NOTES

Sneezing Is More Disruptive Than It Should Be

Sneezing too often isn’t painful, just awkward. Especially in quiet rooms, bright sunlight, or moments when attention feels unwanted.
It’s harmless, but it shapes how I move through public spaces.

There’s a small, oddly specific thing about my body that I’ve carried with me for years, and I don’t think I’ve ever really written about it. Sneezing. Or more precisely, sneezing too much, too easily, and always at the wrong time.

On a normal day, I can sneeze more than ten times. Not all at once, but in clusters. One trigger, then two or three sneezes in a row. Dust does it. Strong smells do it. Cold air almost always does. It feels like my nose reacts before I even have time to register what’s happening. By the time I realize, “oh, this might trigger something,” it’s already too late.

I know this sounds trivial. It probably is, medically speaking. But socially? Emotionally? Huh. That’s where it gets complicated.

What makes it worse is how public sneezing feels. Sneezing isn’t quiet. It interrupts things. It pulls attention. And when it happens in a quiet room—especially a classroom—it feels magnified. Back when I was still in school, there were moments when the class would go completely silent. The teacher would pause. Everyone would be focused. And right then, that familiar itch would appear in my nose.

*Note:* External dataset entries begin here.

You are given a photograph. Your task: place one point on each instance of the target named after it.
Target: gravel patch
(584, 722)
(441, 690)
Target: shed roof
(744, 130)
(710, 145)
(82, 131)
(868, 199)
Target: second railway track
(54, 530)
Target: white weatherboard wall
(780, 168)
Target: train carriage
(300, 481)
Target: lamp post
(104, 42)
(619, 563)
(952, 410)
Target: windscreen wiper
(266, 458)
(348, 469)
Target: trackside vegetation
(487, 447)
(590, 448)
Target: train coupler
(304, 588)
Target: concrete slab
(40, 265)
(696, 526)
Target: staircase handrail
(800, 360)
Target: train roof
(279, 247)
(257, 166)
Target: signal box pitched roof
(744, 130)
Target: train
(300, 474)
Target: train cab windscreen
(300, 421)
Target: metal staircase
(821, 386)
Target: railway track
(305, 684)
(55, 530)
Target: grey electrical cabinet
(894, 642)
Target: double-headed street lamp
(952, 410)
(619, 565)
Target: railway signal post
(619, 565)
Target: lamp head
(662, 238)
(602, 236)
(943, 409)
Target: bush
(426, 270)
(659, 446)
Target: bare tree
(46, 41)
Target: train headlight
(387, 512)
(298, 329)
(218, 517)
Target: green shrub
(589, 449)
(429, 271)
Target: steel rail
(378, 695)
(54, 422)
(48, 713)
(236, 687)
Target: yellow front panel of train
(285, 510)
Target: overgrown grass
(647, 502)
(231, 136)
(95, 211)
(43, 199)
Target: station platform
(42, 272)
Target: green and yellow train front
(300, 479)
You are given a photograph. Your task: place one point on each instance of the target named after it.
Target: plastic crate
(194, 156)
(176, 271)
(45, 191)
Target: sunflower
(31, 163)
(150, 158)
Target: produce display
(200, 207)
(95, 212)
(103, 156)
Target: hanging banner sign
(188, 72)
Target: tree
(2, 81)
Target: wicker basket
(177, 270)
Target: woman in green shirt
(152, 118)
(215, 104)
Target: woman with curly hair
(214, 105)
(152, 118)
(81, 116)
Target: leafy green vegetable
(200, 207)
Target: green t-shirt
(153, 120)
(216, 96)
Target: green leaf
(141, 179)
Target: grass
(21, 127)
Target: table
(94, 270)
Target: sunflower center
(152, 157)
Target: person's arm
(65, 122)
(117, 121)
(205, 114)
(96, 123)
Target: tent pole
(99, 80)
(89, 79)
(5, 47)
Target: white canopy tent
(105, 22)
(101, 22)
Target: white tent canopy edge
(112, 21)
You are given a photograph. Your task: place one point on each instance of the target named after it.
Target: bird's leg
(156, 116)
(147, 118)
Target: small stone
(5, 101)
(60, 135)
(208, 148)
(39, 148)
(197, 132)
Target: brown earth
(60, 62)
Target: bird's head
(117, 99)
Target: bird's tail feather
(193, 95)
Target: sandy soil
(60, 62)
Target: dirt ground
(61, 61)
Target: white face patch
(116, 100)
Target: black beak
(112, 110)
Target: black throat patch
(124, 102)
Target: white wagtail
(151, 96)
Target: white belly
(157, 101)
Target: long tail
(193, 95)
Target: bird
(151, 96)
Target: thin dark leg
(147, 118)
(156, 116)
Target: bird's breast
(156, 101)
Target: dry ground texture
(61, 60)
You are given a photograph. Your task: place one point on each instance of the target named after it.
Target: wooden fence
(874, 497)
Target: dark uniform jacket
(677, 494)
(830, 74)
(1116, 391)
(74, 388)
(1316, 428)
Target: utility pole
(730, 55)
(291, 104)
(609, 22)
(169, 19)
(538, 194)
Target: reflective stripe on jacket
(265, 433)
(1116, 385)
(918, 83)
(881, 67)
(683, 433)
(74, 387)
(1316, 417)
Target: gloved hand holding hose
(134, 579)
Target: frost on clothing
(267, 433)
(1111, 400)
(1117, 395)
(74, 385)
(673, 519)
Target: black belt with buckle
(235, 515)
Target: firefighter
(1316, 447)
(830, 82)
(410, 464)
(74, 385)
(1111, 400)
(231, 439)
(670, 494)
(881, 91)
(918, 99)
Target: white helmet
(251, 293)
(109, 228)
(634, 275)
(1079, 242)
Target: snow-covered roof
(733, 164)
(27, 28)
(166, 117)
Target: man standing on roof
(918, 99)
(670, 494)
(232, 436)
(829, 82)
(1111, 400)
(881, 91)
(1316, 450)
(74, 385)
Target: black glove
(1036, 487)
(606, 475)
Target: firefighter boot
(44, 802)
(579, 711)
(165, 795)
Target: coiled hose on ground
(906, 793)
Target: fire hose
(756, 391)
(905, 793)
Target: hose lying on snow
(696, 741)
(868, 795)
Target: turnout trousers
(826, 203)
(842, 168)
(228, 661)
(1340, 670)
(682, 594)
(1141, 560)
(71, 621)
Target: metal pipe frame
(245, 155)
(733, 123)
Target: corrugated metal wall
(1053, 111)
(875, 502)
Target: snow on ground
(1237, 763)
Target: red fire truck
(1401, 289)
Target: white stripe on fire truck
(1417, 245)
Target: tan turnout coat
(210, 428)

I remember trying to fight it. Hard. Holding it in because I didn’t want to be that person who broke the silence. I didn’t want eyes turning toward me. I didn’t want that tiny ripple of disruption. So I’d tense up, clench my jaw, press my lips together. And yeah—my eyes would start watering. Not because I was emotional, but because my body was clearly unhappy with my decision.

It felt ridiculous, honestly. Sitting there, eyes watery, pretending everything was fine, just because I didn’t want to sneeze.

And then there’s the sunlight thing. This one still catches me off guard. Sometimes, when I step outside and look up into bright sunlight, I sneeze. Instantly. It looks almost comical, like my body doesn’t know how to process light properly. I’ve learned that this is actually a known reflex, and that a lot of people have it. Still, knowing that doesn’t stop it from feeling awkward when it happens in public.

All of this makes me think that my body is... well, overly alert. Like it’s constantly scanning for threats that aren’t really threats. Dust becomes a problem. Smells become alarms. Cold air feels invasive. Even light can be too much. It’s not painful, not dangerous, just tiring in a low-level, background way.

What bothers me isn’t the sneezing itself. It’s the way it makes me feel slightly out of sync with the environment. Like I have to manage myself more carefully than others. Like I need to anticipate reactions that most people don’t even think about. That constant small calculation—“Will this trigger something? Is this a bad moment? Should I hold it in?”—adds up.

I know, rationally, that sneezing is normal. Everyone does it. But repeated sneezing still carries this weird social weight. It feels disruptive. Excessive. A little embarrassing. And yeah, I think I internalized that early on.

Writing this now, it looks less like a medical issue and more like a quiet lesson in how we learn to negotiate our bodies in public spaces. How we suppress things that are harmless, just to avoid attention. How we choose discomfort over visibility.

I don’t have a neat conclusion here. No moral. No takeaway. I just see it more clearly now. My body is sensitive. It reacts fast. Sometimes too fast. And for years, I treated that as something to hide rather than something to accommodate.

Maybe this is just me acknowledging it. Not fixing it. Not dramatizing it. Just saying: yeah, this is part of how I move through the world. Slightly sneezy. Slightly awkward. Still human.